I have a 2006 Altima with 37,000 miles. For the last couple of months, I've been having problems with exhaust smoke and excessive oil consumption. The exhaust smoke is grayish white and only occurs for a few seconds when I first start the car. There's no noticable coolant loss, no overheating, and the engine light hasn't come on. The car also drives fine. I've checked both the oil and the coolant and the coolant doesn't seem to be mixed in the oil nor the oil in the coolant. When I took the car to the dealership, they said there was coolant in the cylinders and that it needs a new engine. I don't know much about cars but it seems a little odd that I'd need a new engine after only 37,000 miles and I really don't want to pay the $5000 to fix it. Any advice would be greatly appreciated.


----------



## LvR. (May 26, 2010)

So one says "no noticeable coolant loss" and the other says "coolant in the cylinders"? ........................ somebody's lying and it aint me.

I would suggest get a second opinion - if you are not missing any coolant or having to replenish it how the heck can you have "coolant in the cylinders" (meaning exactly what the hell anyway!) there is nothing seriously wrong with the motor imo. Sure you may have an overfilled (oil) motor, leaky/brittle PCV seals, funky injectors, hardened valve stem seals, etc etc etc etc ............................ but nothing that requires a new engine.

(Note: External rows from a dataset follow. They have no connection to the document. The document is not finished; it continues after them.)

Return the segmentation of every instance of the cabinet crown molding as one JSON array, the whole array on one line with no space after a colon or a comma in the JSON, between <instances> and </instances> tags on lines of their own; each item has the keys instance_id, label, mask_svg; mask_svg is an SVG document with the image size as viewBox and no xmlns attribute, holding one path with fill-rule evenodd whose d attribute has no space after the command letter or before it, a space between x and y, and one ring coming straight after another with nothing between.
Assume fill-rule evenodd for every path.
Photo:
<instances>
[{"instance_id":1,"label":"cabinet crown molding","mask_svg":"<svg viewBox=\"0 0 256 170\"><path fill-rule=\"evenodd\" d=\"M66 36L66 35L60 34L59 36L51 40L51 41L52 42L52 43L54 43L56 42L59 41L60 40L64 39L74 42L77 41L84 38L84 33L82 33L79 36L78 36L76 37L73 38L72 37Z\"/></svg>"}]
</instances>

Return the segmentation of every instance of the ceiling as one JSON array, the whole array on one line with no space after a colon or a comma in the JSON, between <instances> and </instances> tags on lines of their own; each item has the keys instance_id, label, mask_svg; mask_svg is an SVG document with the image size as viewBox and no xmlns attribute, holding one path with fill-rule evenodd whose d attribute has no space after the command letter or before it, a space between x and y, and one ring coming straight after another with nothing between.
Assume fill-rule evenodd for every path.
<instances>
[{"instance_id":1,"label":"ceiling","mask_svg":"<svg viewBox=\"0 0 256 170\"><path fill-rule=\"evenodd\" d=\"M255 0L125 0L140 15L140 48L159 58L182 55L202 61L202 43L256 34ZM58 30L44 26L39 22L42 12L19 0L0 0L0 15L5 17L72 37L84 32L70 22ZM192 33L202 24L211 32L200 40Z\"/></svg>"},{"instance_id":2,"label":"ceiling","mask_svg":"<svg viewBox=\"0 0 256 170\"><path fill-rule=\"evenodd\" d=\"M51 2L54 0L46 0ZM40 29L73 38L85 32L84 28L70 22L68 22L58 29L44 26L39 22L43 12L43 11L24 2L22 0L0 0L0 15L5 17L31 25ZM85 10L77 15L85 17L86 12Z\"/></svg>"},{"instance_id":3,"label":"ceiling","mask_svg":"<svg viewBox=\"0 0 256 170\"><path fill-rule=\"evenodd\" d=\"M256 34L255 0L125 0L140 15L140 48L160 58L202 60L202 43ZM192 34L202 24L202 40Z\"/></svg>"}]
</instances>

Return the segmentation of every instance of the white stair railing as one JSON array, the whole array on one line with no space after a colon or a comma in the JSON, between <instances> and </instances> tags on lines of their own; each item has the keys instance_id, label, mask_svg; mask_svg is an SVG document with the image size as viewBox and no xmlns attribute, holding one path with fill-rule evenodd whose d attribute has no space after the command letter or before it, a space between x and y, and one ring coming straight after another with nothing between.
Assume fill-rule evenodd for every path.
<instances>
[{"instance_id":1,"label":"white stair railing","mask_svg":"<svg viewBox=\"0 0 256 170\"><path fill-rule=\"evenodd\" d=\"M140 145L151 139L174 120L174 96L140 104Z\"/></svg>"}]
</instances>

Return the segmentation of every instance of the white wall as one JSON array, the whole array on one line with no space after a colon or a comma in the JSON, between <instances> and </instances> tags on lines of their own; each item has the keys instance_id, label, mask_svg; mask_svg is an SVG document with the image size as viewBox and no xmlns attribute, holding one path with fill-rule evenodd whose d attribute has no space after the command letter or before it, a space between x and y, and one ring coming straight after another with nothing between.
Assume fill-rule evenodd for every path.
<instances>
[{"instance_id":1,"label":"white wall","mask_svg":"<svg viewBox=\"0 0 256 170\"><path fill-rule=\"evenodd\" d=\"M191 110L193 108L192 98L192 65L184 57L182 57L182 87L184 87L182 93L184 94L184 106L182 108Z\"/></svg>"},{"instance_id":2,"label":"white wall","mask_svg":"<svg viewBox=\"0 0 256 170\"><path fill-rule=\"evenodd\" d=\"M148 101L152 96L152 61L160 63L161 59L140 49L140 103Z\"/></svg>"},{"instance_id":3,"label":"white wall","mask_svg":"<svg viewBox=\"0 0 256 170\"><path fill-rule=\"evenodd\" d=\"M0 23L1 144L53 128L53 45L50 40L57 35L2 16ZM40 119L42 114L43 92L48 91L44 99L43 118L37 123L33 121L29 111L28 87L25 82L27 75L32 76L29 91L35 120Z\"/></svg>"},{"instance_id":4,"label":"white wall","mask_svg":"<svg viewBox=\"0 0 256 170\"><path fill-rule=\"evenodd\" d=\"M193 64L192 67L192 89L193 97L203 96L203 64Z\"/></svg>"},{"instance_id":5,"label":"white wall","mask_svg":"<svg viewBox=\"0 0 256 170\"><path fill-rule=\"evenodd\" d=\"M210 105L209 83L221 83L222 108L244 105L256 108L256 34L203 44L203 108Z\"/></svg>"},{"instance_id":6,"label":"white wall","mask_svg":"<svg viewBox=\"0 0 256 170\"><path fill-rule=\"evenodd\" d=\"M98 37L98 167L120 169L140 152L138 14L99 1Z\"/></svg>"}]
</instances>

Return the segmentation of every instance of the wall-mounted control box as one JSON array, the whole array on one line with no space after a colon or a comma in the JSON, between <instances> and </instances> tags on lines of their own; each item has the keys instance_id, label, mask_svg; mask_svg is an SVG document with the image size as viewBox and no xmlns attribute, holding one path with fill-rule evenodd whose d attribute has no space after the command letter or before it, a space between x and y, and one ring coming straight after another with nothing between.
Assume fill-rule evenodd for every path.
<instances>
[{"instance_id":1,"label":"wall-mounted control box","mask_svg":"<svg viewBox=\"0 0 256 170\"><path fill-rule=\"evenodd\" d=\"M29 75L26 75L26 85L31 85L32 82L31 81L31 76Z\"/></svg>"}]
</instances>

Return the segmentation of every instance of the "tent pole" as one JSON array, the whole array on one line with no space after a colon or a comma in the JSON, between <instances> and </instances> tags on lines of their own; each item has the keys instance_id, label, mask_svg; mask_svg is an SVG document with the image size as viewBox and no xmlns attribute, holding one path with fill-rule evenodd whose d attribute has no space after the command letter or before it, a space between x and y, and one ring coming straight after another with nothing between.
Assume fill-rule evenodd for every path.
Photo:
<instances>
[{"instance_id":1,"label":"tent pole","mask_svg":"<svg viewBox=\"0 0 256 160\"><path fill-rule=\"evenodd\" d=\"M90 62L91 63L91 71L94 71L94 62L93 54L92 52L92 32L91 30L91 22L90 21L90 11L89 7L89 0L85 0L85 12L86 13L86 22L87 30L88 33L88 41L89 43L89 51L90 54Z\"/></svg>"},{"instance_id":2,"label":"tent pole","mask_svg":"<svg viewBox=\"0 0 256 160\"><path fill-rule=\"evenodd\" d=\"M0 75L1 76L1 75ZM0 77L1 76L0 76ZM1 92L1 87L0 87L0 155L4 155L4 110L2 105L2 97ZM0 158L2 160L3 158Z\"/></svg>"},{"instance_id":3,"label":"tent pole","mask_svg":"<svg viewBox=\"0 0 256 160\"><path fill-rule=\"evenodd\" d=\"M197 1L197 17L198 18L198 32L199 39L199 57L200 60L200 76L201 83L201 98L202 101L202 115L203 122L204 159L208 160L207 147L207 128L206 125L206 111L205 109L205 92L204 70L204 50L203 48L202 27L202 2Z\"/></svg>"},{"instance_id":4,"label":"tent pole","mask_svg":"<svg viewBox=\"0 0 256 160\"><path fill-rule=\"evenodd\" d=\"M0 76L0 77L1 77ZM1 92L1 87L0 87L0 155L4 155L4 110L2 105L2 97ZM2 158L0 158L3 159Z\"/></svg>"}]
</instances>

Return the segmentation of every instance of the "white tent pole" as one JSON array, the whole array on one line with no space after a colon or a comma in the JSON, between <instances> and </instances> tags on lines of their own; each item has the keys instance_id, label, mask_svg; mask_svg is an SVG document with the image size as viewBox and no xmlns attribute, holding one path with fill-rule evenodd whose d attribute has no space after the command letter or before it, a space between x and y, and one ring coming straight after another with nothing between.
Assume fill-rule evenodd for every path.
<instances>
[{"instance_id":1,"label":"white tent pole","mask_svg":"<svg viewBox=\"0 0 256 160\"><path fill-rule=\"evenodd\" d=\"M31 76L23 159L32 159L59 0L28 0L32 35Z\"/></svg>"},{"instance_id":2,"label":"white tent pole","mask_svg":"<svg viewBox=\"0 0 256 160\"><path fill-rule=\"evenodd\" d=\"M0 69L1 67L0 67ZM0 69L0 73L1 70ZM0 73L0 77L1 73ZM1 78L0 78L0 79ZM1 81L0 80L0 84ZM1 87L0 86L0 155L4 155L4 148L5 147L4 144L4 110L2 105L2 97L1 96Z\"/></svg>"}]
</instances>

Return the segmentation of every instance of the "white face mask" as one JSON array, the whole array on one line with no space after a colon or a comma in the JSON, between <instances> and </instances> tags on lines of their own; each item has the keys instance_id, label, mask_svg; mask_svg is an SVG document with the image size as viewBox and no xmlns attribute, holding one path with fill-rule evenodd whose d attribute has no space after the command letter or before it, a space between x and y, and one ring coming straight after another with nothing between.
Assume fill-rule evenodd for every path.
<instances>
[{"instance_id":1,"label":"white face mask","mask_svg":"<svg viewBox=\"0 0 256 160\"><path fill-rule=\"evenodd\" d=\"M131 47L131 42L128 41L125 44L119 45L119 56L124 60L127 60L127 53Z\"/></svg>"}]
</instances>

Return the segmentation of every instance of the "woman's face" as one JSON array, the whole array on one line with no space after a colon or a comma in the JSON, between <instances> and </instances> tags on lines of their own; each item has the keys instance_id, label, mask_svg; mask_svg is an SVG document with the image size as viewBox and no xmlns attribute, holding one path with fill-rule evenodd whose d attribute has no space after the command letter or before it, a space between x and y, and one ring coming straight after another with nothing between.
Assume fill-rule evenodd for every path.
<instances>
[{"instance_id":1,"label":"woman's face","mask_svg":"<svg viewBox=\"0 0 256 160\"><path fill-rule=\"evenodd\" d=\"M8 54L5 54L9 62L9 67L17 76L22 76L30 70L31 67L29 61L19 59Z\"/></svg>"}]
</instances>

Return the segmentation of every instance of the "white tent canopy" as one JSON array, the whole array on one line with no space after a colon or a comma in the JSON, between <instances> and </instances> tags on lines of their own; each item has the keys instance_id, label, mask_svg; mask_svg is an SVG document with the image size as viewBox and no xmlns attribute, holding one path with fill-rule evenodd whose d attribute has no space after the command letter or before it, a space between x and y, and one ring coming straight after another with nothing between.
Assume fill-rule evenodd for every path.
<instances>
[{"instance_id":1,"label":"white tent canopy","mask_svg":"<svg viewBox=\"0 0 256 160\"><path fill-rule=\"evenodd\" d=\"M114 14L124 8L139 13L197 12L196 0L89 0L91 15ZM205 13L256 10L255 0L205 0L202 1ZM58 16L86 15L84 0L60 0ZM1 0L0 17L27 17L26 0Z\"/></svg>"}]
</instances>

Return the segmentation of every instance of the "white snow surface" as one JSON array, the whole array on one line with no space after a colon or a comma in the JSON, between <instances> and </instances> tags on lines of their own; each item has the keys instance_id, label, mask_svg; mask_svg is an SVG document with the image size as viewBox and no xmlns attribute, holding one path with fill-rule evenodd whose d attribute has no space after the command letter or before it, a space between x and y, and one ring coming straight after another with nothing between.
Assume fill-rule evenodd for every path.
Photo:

If you cannot do compression tests yourself or other basic mechanical and engine faultfinding get somebody you know or trust to do those for you but please dont pay for a new engine


----------



## annette000 (Jun 29, 2012)

Thanks for your reply, LvR. Does anyone have any idea what could be causing the problems?


----------



## rogoman (Dec 16, 2004)

The 2002 - 2006 Altima QR25DE engines have had a lot of problems with excessive oil burning due to failed pre-cats. The internal catalyst material starts breaking apart and gets sucked back into the cylinders and causes damage to cylinder walls and rings.


----------



## cattymano (Oct 4, 2012)

New Engine?
I have a muscle car and I need a new engine b/c everyone knows that muscle cars go threw gas like it's nothing so where can I get an engine that's a gas saver?


----------



## chuckster57 (Oct 2, 2012)

Valve guide seals? 37,000 miles sure seems short for oil consumption issues. 


Answered on my iPhone.


----------